Will a Coyote Eat Another Coyote? Yes, Here’s Why

Yes, coyotes will eat other coyotes, though it’s uncommon and typically happens under specific circumstances. Cannibalism in coyotes is not a regular feeding behavior but rather a response to territorial conflict, starvation, or opportunistic scavenging on an already-dead animal.

When and Why Coyotes Turn on Their Own

Coyotes are highly adaptable omnivores that eat everything from rabbits and rodents to fruit, insects, and garbage. Turning to another coyote as food sits at the extreme end of that flexibility. The most common scenario involves a coyote scavenging the carcass of one that’s already dead, whether from vehicles, disease, or other causes. Coyotes are efficient scavengers, and a dead coyote represents calories just like any other carcass.

Active killing followed by consumption is rarer but documented. Field research at the University of Massachusetts found direct evidence of a coyote killed by other coyotes in a study area where coyotes, bobcats, and gray foxes all competed for resources. These lethal encounters between coyotes are typically territorial. Male coyotes defending a home range may attack and kill intruding coyotes, and in some cases, the aggressor or other coyotes in the area will feed on the remains.

Starvation also plays a role. During harsh winters or in areas where prey populations crash, coyotes become less selective. A starving coyote encountering a dead or weakened member of its own species is more likely to feed than walk away.
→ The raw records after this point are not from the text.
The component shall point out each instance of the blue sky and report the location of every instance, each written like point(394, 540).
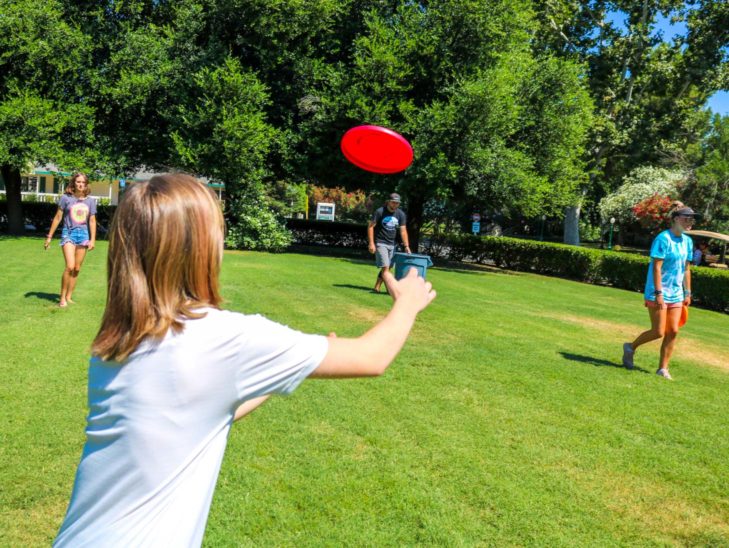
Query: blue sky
point(719, 102)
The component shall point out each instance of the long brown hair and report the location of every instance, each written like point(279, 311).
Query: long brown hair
point(71, 186)
point(165, 250)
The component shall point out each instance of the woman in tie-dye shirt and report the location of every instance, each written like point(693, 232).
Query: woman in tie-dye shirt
point(667, 288)
point(78, 213)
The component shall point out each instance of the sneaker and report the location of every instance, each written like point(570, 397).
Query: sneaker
point(665, 374)
point(628, 355)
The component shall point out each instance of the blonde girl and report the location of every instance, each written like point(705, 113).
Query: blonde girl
point(77, 212)
point(170, 371)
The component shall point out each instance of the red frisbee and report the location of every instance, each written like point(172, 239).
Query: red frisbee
point(377, 149)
How This Compares to Other Wild Canids

Cannibalism is not unique to coyotes. Wolves regularly kill coyotes in areas where the two species overlap, and wolves have been documented killing and occasionally eating other wolves during territorial disputes. The behavior exists across many carnivore species. In the same UMass study that documented coyote cannibalism, researchers also found evidence of bobcats consuming other bobcats and gray foxes eating gray foxes. Killing competitors and sometimes consuming them appears to be a widespread, if infrequent, pattern among wild carnivores.

What sets coyotes apart is their extreme dietary flexibility. Unlike wolves, which rely heavily on large prey, coyotes exploit dozens of food sources. This means they rarely face the kind of desperate food scarcity that would push cannibalism from rare to routine. When it does happen, it’s more often opportunistic scavenging than predatory killing.

Territorial Killing vs. Feeding

It’s worth separating two behaviors that often get lumped together. Coyotes kill other coyotes far more frequently than they eat them. Territorial aggression between coyote packs or between resident coyotes and lone intruders is well documented and can be lethal. You can sometimes hear it happening: prolonged, aggressive group vocalizations followed by yelping suggest a confrontation.

After a territorial kill, the attacking coyotes may or may not consume the carcass. Sometimes the body is left intact, which suggests the killing was about eliminating a competitor rather than securing a meal. Other times, partial consumption occurs, particularly of soft tissue. And in other cases, different coyotes may scavenge the remains days later, well after the original conflict.

Disease Risks From Scavenging

When coyotes do eat other coyotes, they risk picking up whatever pathogens the dead animal carried. Parasites like tapeworms, roundworms, and the mites that cause sarcoptic mange can all transfer through contact with or consumption of infected tissue. Rabies virus can also be present in the tissues of an infected coyote, though transmission through ingestion is far less efficient than through a bite.

One disease researchers have specifically studied in this context is chronic wasting disease (CWD), a fatal neurological illness caused by misfolded proteins called prions that affects deer and elk. Coyotes frequently scavenge deer carcasses in areas where CWD is present, and researchers wanted to know whether coyotes could spread the disease. The findings were somewhat reassuring: coyotes that consumed CWD-infected material showed no signs of infection themselves. However, the prions remained infectious after passing through the coyote’s digestive system, meaning coyote feces could potentially deposit CWD prions in new locations. This matters less for coyote-on-coyote feeding specifically, but it illustrates how scavenging behavior, including cannibalism, can move pathogens through an ecosystem in unexpected ways.

How Often It Actually Happens

There are no reliable estimates of how frequently coyotes eat other coyotes across their range, but every indication is that it’s rare relative to their total diet. Studies analyzing thousands of coyote stomach contents and scat samples consistently find rodents, rabbits, deer (mostly scavenged), fruit, and insects as the dominant food items. Coyote remains show up occasionally but never as a significant dietary component.

The behavior is real and documented, but if you’re picturing coyotes routinely hunting each other, that’s not the picture the evidence supports. It’s an edge case driven by conflict, opportunity, or desperation, not a normal part of how coyotes feed.